Miami threw a ton of money at the speedy wideout to finally give Ryan Tannehill a true downfield weapon. Don't get too excited, though. Wallace shouldn't be in your top 15 rankings going forward. Everyone benefits from his signing with the Dolphins. But, his own value takes a hit.
A total of three touchdowns went to Dolphins wideouts last season. Three. Take into account that: Tannehill has matured a year, Brian Hartline now plays a more suitable No. 2 role, they now have a player with the ability to take the top off coverages. With all that in mind, three total touchdowns will increase substantially, but it won't make Wallace a WR1. You can draft him in the middle rounds and be satisfied.

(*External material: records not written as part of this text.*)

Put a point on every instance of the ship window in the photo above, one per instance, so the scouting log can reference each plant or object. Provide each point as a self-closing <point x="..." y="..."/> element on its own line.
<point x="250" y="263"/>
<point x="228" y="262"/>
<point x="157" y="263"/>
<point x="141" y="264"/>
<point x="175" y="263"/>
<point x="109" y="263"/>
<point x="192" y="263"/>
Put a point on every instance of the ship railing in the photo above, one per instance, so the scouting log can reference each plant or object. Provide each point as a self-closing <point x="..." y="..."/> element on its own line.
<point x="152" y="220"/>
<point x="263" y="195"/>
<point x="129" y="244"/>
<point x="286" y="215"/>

Hartline looks like a decent PPR candidate. Tannehill shouldn't be on your draft radar. There's upside with this group. Just don't get over-anxious about Wallace running go routes in South Beach.

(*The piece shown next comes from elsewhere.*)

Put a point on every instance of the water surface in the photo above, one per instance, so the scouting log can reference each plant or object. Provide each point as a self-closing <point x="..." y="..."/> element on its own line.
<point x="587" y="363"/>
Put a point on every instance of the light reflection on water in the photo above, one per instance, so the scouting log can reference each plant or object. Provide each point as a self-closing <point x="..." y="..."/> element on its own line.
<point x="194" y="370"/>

Is Welker a system player, or is he the real deal? We'll find out come this fall. No longer a beneficiary of Tom Brady's production, Welker heads to Denver to play with another star quarterback. The question remains, will there be enough completions to keep everyone happy?
Demaryius Thomas and Eric Decker broke out with Manning in 2012. The two wideouts combined for 179 receptions, 2,498 yards and 23 touchdowns. They both provided incredible value given their ADP (average draft position). Now that we know Manning can still sling the ball, their draft stock shoots up for 2013. But, the addition of Welker may deplete the individual value of each receiver.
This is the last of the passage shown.